Europe Retains It’s Infuriatingly Justified Moral Superiority


Posters at the French Embassy promote candidates for the French presidential election, Emmanuel Macron (left) and Marine Le Pen (right). Mr. Macron won a convincing victory on May 7th with just over 66% of the vote.

Sam Turnbaugh

After Brexit and Trump, commentators around the world fretted about a “populist tide” sweeping the west, pushing out the traditional parties of the left and right and threatening the post-WWII international order itself.

But if there’s any tide to speak of, it’s low tide. Since November the parties of the extreme-right have been conclusively defeated in every major election across Europe.

First came the Austrian Presidential elections in December, where we were warned that the collapse of the European Union would begin with the election of the neo-fascist Norbert Hofer. It didn’t happen. Instead he was handily beaten by Green Party candidate Alexander Van der Bellen, a man who is perhaps the very opposite of a right-wing populist.

Then in March came the Dutch General Elections. Here we were promised that the Netherland’s most prominent racist – and worst haircut – Geert Wilders, would be Europe’s first far-right head of state. Instead, predictably, the mainstream conservative Mark Rutte remained Prime Minister.

Finally the French Presidential Election was billed as the climactic battle between the far-right and literally everyone else. And despite the media circus surrounding Marine Le Pen and her quasi-fascist Front National the liberal centrist Emmanuel Macron won by a landslide last weekend.

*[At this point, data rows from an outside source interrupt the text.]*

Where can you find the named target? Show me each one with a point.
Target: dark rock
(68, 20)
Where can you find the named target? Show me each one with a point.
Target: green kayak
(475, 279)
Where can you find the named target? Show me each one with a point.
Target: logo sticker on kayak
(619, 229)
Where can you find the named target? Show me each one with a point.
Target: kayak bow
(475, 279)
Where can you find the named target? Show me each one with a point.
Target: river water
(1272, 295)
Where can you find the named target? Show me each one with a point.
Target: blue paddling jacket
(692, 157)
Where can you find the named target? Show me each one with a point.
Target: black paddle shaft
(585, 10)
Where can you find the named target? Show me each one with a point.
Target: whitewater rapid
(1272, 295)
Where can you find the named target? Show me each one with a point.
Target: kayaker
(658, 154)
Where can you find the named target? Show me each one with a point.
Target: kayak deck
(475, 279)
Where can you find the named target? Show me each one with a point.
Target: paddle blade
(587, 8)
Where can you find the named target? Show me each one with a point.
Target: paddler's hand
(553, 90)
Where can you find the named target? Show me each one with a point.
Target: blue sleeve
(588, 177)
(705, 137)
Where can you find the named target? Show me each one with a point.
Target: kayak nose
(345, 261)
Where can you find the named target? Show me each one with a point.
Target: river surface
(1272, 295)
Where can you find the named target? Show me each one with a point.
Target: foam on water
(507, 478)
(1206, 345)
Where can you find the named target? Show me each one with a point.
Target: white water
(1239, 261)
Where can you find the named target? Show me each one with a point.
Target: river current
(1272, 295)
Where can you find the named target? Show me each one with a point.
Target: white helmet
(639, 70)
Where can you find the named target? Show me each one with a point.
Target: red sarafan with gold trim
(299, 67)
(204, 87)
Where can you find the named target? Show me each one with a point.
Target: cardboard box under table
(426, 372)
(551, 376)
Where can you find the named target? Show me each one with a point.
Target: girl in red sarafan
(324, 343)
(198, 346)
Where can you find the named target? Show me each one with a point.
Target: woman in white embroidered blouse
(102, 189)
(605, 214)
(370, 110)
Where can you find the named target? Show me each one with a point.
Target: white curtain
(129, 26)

And what’s next? Germany’s elections are months away and their right-wing populists the AfD are already collapsing, turning on each other and splintering into factions. Britain’s UKIP has essentially ceased to exist following Brexit, though in all fairness their primary objective of national self-harm is already complete.

Really what we’re seeing now is no different than what we saw during our own elections; as much as Trump complains about the media, CNN is the reason he got elected. In the fall of 2015 he was nothing more than a fringe candidate with some truly bizarre sound bites, but cable news hyped him up for ratings. His behavior was so bizarre, his proposals so outlandish, that people couldn’t look away.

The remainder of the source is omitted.